About 12 months ago, when 'sub-prime' and 'short-selling' were terms taking inches only in The Economist, I made a decision. I wasn't buying any more stocks for the foreseeable future.
Why?
A combination of years of learning about derivatives trading, short selling and other such agents of volatility, greed and suffering, and a crossroads in my life when I was going to attempt to stop putting my impulses to gamble above my ethics.
Some scoffed at my 'decision', one based on an ethical hatred without rational explanation. After all, the stock market is a valuable piece of public infrastructure. The vast secondary market that are stock exchanges guarantee the liquidity of shares bought in the primary market, that space where companies can connect with Ma's and Pa's and make a contribution to the real economy – to real lives. I agree. But…what if the market is sick? Or more accurately, what if we as a society are sick? Humans have a declining patience to wait for anything, including wealth? For an animal as advanced as us, that is sickness.
Let’s have a look at the armory that drove this crisis:
Hedge funds ("that provide valuable liquidity" – Alan Greenspan's novel – 2007) short sell in order to deliver profit in 'rising and falling markets'.
Private equity ("That provides valuable activity in mergers and acquisitions, the only true democratic function of modern corporations" – Alan Greenspan's novel 2007) allows corporations to join the leverage party that mums and dads with plastic cards have been drinking at for decades.
Derivatives of such complexity (that provide valuable liquidity – Alan Greenspan's novel 2007) that the AAA companies that back them happily hand out billions in bonuses that in less than 12 months, would be needed to rescue the company from insolvency.
When I made my decision, I knew of those weapons above. What I did not know was that my 'ethically responsible' decision would prove to be a smart one financially. It would be, hold the phone a minute, 'sustainable'. For all I knew, the markets could have recovered, people I know who bought in at that time could have soon been rolling with cash. As Greenspan said over and over and over again in his memoirs, yes these liquidity tools add to volatility, but they provide dynamic efficiency to help the market recover quickly.
Anyone watching the way the market has died only to recover the next day over the last year might have sided with Greenspan. Me included.
Unfortunately, things were dirtier deep down in the balance sheets of Wall Street than the consciences of Enron's board of directors.
Problem is, what if volatility is mass liquidation of economic lynchpin institutions? Ordinary folk who don't understand what a "massive write down" is, WILL understand bankruptcy. And they will mobilize the winds of change.

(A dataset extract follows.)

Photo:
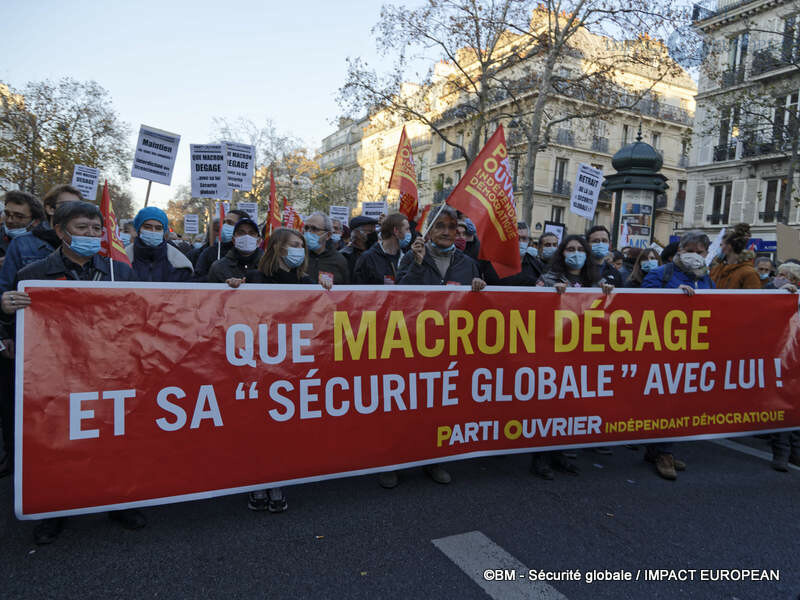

Unfortunately, when a hundred thousand poor Americans go under they bring a neighborhood down to selling crack. When the rich go down, they bring the whole country down. I guess we can't let that happen. And that there, is the upper-class socialism that is the bailout of these companies. This from the folk most adverse to letting the government kick some bucks to the poor.
It will be easy to look at the reaction of the populace to this 'crisis' as progress. Don't be fooled. The regulation that will come out of this situation will go too far. It will miss the point. It will reek of the same populist human and political architecture that caused the mess. Fear and greed are on opposite sides of the same train track. Any gambler will tell you that.
Progress is when we make decisions not based on emotions, but with rationality, evidence, conviction, and sound philosophical ideology.